To the Editor:-We read with interest a case report by Oda et al., which appeared in a recent issue of Anesthesiology. We also encountered a patient, a 28-year-old man, in whom anaphylactic shock developed twice during anesthesia. He was scheduled to undergo surgery for traumatic brachial nerve palsy. Medical history was limited to allergic rhinitis. Atropine, hydroxyzine, and cefozopran hydrochloride were administered 1 h before the anesthesia. The induction of anesthesia and tracheal intubation was performed uneventfully using thiopental, fentanyl, and vercuronium, and maintained with nitric oxide (NO), oxygen (O2) and isoflurane. A few minutes after the insertion of a central venous catheter impregnated with chlorhexidine and silver sulfadiazine (Arrow gard (+) Blue, Arrow International Inc., Reading, PA), we noticed hypotension (from 115/45 mmHg to 45/28 mmHg), tachycardia (85 beats/min to 125 beats/min), fall of pulse oximetry (SpO2)(from 98% to 79%) and end-tidal pressure of carbon dioxide (PETCO2)(from 35 to 6 mmHg), and skin erythema in his upper body. During resuscitation, his carotid artery pulse was palpable. With administration of ephedrine, lactated Ringer's solution and adrenaline, blood pressure was restored to 118/40 mmHg in 1 h. The surgery was postponed. The central venous catheter was withdrawn the next afternoon. Lymphocyte transformation test was performed for cefozopran hydrochloride, vecuronium, and thiopental. Only cefozopran hydrochloride appeared to be strong-positive (+++).

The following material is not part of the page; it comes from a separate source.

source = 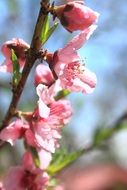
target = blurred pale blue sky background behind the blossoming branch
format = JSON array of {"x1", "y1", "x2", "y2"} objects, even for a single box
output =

Four weeks later, his second surgery was scheduled. An arterial line was placed after lidocaine infiltrated locally. Induction of anesthesia and tracheal intubation were performed using midazolam, buprenorphine, ketamine, and vecuronium. Soon after the insertion of a chlorhexidine- and silver sulfadiazine-impregnated catheter (Arrow gard+Blue), blood pressure decreased suddenly (Figure 1). Skin erythema with edema was manifest, and there was no arterial pulse wave evaluated, although a carotid artery pulse was palpable. Heart rate increased from 80 to 120 beat/min. Soon after we noticed edema, we removed the central venous catheter and placed another catheter without impregnation using a guide wire. Blood pressure became measurable within 30 min after the patient received 3,000 ml lactated Ringer's solution and adrenaline, 200 [micro sign]g.
Anesthesia was discontinued and the patient regained consciousness with stable cardiorespiratory function. Then, operation was performed. Blood chemical analysis showed a basophil count decreased to zero and plasma histamine levels increased to 80 ng/ml soon after this event. Immunoglobulin E-specific antibody against Latex (Pharmacia & Upjohn, Uppsala, Sweden) was not detected. Six months later, skin testing showed a positive reaction only to 0.01% chlorhexidine (Table 1) and a weak response to 0.001% chlorhexidine.
One yr later, the patient underwent arthrodesis of his shoulder during general anesthesia and had a central venous catheter placed without impregnation (Arrow) uneventfully.
We suspect chlorhexidine was the causative agent for the previous two events. Farber reported that approximately 37% of chlorhexidine from the catheter was released into the blood on the first day of insertion (this level is at most 40 [micro sign]g/ml) and postulated that this blood level could not sensitize the patient. Because chlorhexidine is contained in various pharmaceutical products, it is possible that anaphylactic reactions could occur in such a sensitized patient. Although we know catheter-related anaphylactic reaction is very rare, we should be reminded of the possibility of anaphylactic reactions during and after insertion of chlorhexidine-impregnated catheters in the operation room, the intensive care unit, and the emergency room.
Etsuji Terazawa, M.D.
Hiroyuki Shimonaka, M.D.
Kiyoshi Nagase, M.D.
Tatsuhiko Masue, M.D.
Shuji Dohi, M.D.
Professor and Chairman; Department of Anesthesiology and Critical Care Medicine; Gifu University School of Medicine; Tsukasamachi, Gifu, Japan;email@example.com
(Accepted for publication July 10, 1998.)